Surfr app est une application mobile qui permet de tracker vos sessions de kitesurf. Grâce à Surfr app, mesurer votre distance, la hauteur de vos sauts, votre temps en l’air et vos vitesses. Cette application marche vraiment bien en mode « wetsuit » et est compatible avec une Apple Watch ou avec un capteur sur la planche. De son côté, Strava est bien connu dans le monde du sport, particulièrement dans les domaines de la course, randonnée et vélo. Elle ne déçoit pas en matière de wingfoil. Avec Strava enregistrez vos sessions et analysez vos performances. Avec cette application mobile, tracker toutes vos sessions de la plus simple des manières. Avec votre téléphone dans une pochette étanche sous votre combinaison, vous pourrez enregistrer la totalité de vos sessions que ce soit dans des vagues plus hautes que vous, en freestyle jump ou race.
L’application téléphone Windsporttracker sur android offre une super qualité. C’est une option robuste pour ceux qui utilisent le mode « wetsuit ». Cependant, avant ça c’était strava sur mon téléphone dans une poche étanche mais traces de qualité mediocre et moins de données sur la session de façon générale. Il est important de garder en tête qu’une montre sera toujours plus facile à utiliser dans l’eau. Ses applications et montre offrent un suivi plus ou moins précis des performances en fonction des marques ainsi que la possibilité de les partager avec vos amis et/ou une communauté mondiale.
L'univers des montres connectées : Garmin, Apple Watch et Suunto
Si vous disposez d’une montre de sport connectée, ces applications sont faites pour vous. Que ce soit avec une montre Garmin, Polar, Suunto ou une Apple Watch, suivez toutes vos sessions grâce aux applications de tracking pour le wingfoil. Vous êtes propriétaire d’un dispositif Garmin, voici l’application incontournable. Garmin Connect, spécialisée dans le suivi des activités sportives, est un excellent choix pour les passionnés de wingfoil qui cherchent à maximiser leur expérience. Elle offre un tracking et des statistiques détaillées sur vos performances. Elle permet d’analyser chaque aspect de vos sessions. C’est l’outil parfait pour amateurs et professionnels qui cherchent à analyser et optimiser leur technique. Avec elle vous pourrez tracker, analyser et partager vos sessions avec une communauté internationale et/ou vos amis.
Lire aussi: Que signifie réellement "Mettre les Voiles" ?

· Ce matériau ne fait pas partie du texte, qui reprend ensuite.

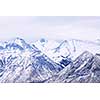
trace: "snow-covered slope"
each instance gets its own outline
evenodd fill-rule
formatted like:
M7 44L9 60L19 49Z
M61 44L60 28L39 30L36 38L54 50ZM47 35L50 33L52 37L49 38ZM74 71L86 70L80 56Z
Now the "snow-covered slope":
M0 51L0 82L43 82L61 69L20 38L6 42Z
M93 54L100 53L100 43L91 41L66 39L62 42L57 42L44 39L43 42L37 41L34 44L56 63L66 58L73 61L84 51L89 51Z
M85 51L46 82L100 83L100 55Z

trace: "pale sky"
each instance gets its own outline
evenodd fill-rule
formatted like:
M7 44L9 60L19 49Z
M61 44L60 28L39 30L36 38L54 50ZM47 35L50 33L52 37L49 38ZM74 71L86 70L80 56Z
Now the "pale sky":
M0 17L0 40L100 39L100 17Z

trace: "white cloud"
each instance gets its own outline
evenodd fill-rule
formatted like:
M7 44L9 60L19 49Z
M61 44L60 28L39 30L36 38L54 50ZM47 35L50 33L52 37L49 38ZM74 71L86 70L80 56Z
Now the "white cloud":
M97 39L100 17L0 17L0 40L25 39Z

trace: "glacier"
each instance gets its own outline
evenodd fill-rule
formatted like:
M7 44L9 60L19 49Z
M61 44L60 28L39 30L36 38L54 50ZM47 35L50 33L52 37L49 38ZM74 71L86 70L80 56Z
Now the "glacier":
M100 41L19 37L0 42L0 83L99 83Z

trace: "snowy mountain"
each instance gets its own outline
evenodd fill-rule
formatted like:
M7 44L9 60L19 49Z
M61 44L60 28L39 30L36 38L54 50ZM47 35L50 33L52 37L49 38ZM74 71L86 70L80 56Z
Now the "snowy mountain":
M89 51L93 54L100 53L99 42L67 39L61 42L51 40L37 41L34 44L56 63L62 63L66 59L73 61L84 51Z
M99 41L0 42L0 83L100 82Z
M100 54L85 51L46 82L100 83Z
M42 82L62 69L23 39L6 42L0 51L0 82Z

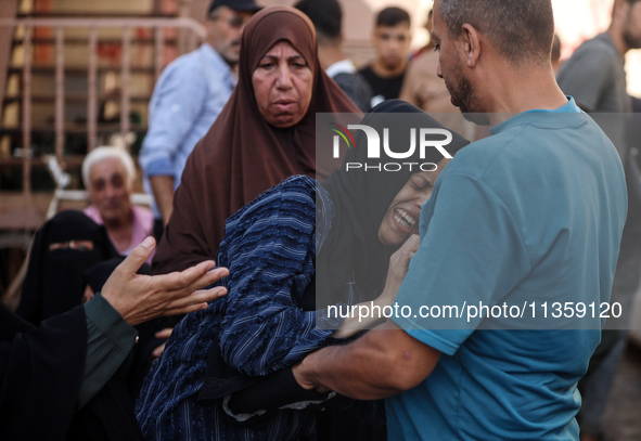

Pour ma part garmin instinct 2X, garmin connect et strava. Garmin Fenix 6 est aussi une référence avec Garmin connect. La synchronisation avec Strava est également possible. Sur "Base de vitesse" lien direct pour mettre la trace sans passer par un gpx ou autre pour Garmin seulement. Seul hic sur ma montre les vitesses des runs sont en kmh et je dois attendre d'uploader sur l'appli pour mes valeurs en nds, et si qqun connait une appli garmin qui permet d'avoir la v2s, v10s et v500 en nav je prends !
L’Apple watch est idéale pour les wingfoileurs, offrant un suivi des performances grâce aux applications intégrées et la compatibilité avec des applications autres dédiées. Les utilisateurs de l’Apple Watch pourront partager leur exploit et leurs sessions avec la communauté, malgré la nécessité d’avoir un iPhone. En effet, elle saura vous accompagner tout au long de vos sessions. Le petit plus, si vous avez l’Apple Watch cellular, vous pourrez même passer des appels en navigation à 30 noeuds. J’ai pas assez de fichiers waterspeed d'apple (qui fonctionne doppler coché).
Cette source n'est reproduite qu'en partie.